L’obiettivo di una società quotata in borsa è soprattutto uno: fare in modo che il valore delle sue azioni cresca. Perché ciò significa che la percezione della società e del suo futuro è positivo e che “il mercato” si fida delle sue attività e dei suoi prodotti e servizi.
Naturalmente il mercato si muove come conseguenza delle scelte, delle strategie e delle comunicazioni di una data società: così a volte sale e a volte scende.
Come pubblico possiamo solo osservare – certo: escludendo chi invece sceglie di acquistare a sua volta azioni delle società quotate – e quindi, sulla carta, siamo neutrali rispetto all’andamento delle azioni di borsa: le osserviamo, le giudichiamo e le influenziamo anche, con gli acquisti o i non acquisti dei videogiochi.

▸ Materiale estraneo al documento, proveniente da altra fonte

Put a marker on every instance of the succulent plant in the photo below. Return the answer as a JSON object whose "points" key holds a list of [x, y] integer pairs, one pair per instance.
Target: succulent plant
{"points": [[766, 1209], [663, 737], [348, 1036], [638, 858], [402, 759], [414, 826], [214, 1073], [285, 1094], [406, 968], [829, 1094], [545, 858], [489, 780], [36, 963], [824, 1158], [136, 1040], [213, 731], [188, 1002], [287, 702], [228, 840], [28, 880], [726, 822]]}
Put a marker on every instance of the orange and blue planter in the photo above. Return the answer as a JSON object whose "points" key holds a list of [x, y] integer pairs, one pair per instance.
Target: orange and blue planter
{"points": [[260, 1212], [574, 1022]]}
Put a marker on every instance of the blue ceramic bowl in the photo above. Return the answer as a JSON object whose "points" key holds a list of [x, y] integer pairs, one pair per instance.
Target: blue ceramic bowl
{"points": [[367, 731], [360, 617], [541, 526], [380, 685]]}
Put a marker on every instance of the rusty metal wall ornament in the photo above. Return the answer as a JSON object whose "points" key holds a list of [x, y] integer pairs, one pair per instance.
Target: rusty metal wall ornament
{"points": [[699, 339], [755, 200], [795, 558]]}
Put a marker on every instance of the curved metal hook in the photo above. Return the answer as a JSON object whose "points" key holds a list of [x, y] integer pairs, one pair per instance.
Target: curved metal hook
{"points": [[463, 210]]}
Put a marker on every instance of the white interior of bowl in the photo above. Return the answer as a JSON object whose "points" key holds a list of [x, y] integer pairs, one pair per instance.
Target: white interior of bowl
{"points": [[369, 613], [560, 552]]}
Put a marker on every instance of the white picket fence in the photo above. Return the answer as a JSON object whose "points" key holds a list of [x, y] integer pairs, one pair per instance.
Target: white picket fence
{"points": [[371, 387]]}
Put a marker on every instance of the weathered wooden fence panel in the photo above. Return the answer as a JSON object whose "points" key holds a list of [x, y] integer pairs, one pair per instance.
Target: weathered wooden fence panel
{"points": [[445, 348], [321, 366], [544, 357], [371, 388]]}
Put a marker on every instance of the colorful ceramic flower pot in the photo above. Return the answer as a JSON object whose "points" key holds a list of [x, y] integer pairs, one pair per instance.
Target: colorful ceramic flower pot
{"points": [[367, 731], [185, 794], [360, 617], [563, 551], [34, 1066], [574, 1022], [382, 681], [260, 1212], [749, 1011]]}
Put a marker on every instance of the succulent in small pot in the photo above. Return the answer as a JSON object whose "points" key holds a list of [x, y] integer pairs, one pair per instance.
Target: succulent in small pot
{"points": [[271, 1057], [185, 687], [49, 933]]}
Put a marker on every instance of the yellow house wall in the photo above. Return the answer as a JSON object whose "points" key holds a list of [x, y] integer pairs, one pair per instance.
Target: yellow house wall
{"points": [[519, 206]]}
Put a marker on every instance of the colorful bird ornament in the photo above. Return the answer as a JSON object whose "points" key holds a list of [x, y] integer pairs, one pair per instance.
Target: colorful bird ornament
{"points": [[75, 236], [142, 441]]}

Ma senza, di per sé, tifare per un verso o per l’altro.
Ma c’è anche altro e ora mi spiego meglio.
Per far salire le sue azioni, una società di base persegue il profitto (o aumentando i ricavi o riducendo i costi, spesso licenziando tantissime persone a causa di scelte strategiche incaute, come minimo) e soprattutto la crescita del volume delle sue attività.
Talvolta, nel caso dei videogiochi, lo persegue inseguendo tendenze e mode che poco c’entrano con ciò che l’azienda ha fatto in passato. È stato così, per esempio, con gli NFT, i token non fungibili che alcuni editori, come Ubisoft e Square-Enix, hanno inserito nelle loro strategie, con risultati o scarsi o ancora da registrare. Ciò può accadere anche a discapito della creatività degli studi oppure persino delle condizioni di lavoro del personale.

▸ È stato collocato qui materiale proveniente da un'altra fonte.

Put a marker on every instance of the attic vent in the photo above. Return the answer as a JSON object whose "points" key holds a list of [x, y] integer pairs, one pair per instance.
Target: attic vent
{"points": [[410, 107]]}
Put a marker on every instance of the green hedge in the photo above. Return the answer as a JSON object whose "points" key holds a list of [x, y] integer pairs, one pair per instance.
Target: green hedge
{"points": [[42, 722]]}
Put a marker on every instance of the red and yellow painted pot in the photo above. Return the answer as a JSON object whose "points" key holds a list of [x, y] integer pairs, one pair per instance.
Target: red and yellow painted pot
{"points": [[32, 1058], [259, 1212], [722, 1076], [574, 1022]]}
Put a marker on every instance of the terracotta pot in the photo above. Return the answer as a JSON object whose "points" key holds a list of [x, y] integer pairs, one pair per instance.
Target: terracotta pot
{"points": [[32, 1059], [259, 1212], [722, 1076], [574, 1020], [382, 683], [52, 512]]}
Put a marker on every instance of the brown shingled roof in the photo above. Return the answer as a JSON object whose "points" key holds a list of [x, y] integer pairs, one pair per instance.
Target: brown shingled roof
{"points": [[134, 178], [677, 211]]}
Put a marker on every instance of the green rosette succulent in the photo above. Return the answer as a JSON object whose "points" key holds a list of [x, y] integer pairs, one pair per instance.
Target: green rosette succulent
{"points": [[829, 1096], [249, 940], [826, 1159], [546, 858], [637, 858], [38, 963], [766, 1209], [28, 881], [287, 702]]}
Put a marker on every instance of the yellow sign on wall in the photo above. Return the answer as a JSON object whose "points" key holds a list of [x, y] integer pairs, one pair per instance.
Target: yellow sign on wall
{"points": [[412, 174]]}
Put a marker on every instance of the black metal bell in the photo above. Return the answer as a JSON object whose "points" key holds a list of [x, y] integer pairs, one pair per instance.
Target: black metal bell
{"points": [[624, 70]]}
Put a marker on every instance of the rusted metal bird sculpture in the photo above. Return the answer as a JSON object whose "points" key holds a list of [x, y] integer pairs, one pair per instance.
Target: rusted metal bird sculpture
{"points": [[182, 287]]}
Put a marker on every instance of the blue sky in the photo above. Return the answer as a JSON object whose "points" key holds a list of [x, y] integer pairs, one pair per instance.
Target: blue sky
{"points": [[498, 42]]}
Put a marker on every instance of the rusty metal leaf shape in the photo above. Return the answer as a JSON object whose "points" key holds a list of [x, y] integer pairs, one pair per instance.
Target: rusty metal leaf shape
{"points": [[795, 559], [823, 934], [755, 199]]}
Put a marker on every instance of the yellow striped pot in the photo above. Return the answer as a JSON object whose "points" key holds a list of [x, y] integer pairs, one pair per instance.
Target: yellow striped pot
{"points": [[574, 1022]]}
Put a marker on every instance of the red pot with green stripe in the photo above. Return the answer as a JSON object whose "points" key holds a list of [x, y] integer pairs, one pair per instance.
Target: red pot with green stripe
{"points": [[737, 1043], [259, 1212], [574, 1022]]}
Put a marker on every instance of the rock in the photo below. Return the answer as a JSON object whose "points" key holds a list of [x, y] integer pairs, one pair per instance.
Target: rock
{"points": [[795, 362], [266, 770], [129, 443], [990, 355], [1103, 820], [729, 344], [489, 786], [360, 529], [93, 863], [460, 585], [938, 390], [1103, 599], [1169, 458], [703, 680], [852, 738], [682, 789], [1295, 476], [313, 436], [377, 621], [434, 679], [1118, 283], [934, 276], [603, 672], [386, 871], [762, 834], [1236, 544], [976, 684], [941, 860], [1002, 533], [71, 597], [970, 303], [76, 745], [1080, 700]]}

Insomma: la soddisfazione degli azionisti spesso (non sempre) contrasta con ciò che dovrebbe interessare il pubblico; o perlomeno quella porzione di pubblico che promuove un settore più stabile e più sostenibile.
Allo stesso tempo, però, anche la situazione opposta, quella in cui il valore delle azioni cala, ha potenziali effetti collaterali da non sottovalutare.
La faccio breve: se il valore delle azioni cala, il valore della società complessivamente cala e quindi quella società è un obiettivo più facile per quelle gigantesche multinazionali che cercano di espandersi sempre di più comprando altre società.
È esattamente ciò che è successo con Microsoft e Activision Blizzard, le cui azioni valevano oltre 90 dollari a luglio 2021 e pochi mesi dopo, a seguito di molteplici accuse rivolte alla dirigenza di aver contribuito a un ambiente di lavoro tossico, valevano meno di 60 dollari: è questa situazione che ha spinto Microsoft a muoversi per comprare Activision Blizzard perché le ha fatto risparmiare decine di miliardi di dollari.
Qualcosa di simile, ma molto più piccolo, è accaduto quando il fondo sovrano saudita (il Public Investment Fund) ha comprato ulteriori quote di Koei Tecmo, il cui valore azionario è sceso del 23% nel corso dell’ultimo anno.
In altre parole, il rischio è che questa situazione incentivi un consolidamento ulteriore del settore, con poche società che includono tantissimi studi di sviluppo: così è stato per Embracer (che oggi sta smantellando), così come per Microsoft, per Tencent, per Savvy Gaming Group. L’accentramento raramente è cosa buona e giusta.
Alla luce di queste due potenziali conseguenze – o il perseguimento forsennato del profitto o il rischio che grossi conglomerati diventino sempre più grossi – non so sinceramente cosa sia meglio auspicare.